10. Purpose and Scope:
– Transformers agents have a more specific scope, focusing on generating Python commands and executing Python code.
– LangChain agents have a broader scope and can perform various tasks beyond Python execution.

11. Conclusion:
– Transformers agents are still experimental, and future developments are awaited.
– LangChain agents offer more versatility and capabilities beyond Python execution.

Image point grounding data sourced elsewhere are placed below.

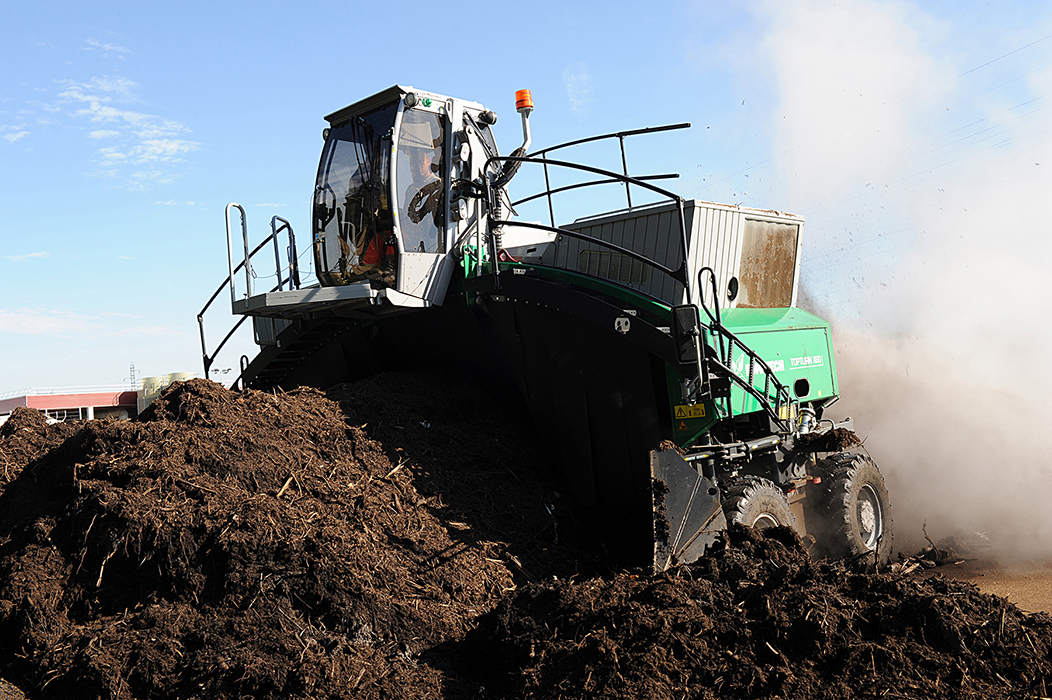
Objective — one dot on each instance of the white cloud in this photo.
(27, 256)
(93, 44)
(144, 139)
(64, 323)
(926, 245)
(578, 82)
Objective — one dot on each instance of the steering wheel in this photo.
(425, 201)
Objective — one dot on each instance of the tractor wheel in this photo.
(857, 511)
(759, 503)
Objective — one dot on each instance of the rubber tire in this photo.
(753, 500)
(854, 486)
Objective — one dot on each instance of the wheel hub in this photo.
(870, 517)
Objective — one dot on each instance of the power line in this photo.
(1000, 57)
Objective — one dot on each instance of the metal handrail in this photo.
(680, 275)
(292, 279)
(621, 136)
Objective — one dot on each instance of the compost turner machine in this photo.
(659, 346)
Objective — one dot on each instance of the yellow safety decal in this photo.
(696, 411)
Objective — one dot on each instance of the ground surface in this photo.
(1028, 585)
(400, 538)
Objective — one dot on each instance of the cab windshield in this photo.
(352, 219)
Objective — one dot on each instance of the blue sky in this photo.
(908, 134)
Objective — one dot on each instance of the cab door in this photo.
(421, 192)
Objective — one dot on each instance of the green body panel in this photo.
(794, 343)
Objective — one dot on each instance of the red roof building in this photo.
(73, 402)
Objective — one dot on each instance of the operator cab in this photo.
(381, 206)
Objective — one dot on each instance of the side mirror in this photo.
(686, 332)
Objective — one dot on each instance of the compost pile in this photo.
(400, 538)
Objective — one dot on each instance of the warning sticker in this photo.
(696, 411)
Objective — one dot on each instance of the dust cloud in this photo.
(922, 160)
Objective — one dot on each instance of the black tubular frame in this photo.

This step-by-step guide provides an overview of the discussed topics related to Hugging Face Transformers Agent and LangChain agents, allowing readers to understand the key points covered in the transcript.
Extract only the installation steps and and create an install file where you can
Installation Steps for Hugging Face Transformers Agent:

1. Install the required packages:
– Make sure you have the “huggingface_hub” package installed.
– Use the package manager of your choice (e.g., pip) to install it:
“`
pip install huggingface_hub
“`

2. Set up Hugging Face Hub API:
– To access the models hosted on Hugging Face, you need to log in using the Hugging Face Hub API key.
– Obtain your API key by signing up on the Hugging Face website.
– Once you have the API key, set it up by following the instructions provided by Hugging Face.

3. Choose the Agent Type:
– Hugging Face Transformers Agent offers three options: StarCoder, OpenAssistant, and OpenAI.
– Each agent type utilizes different models and frameworks.
– Consider your requirements and choose the appropriate agent type.

4. Additional Notes:
– Keep in mind that while the Hugging Face Hub API key is free, you may need to set up billing for certain options, such as OpenAI models.
– Make sure to consult the official Hugging Face documentation for detailed information on using the Transformers Agent.

Please note that these installation steps assume you have a Python environment set up.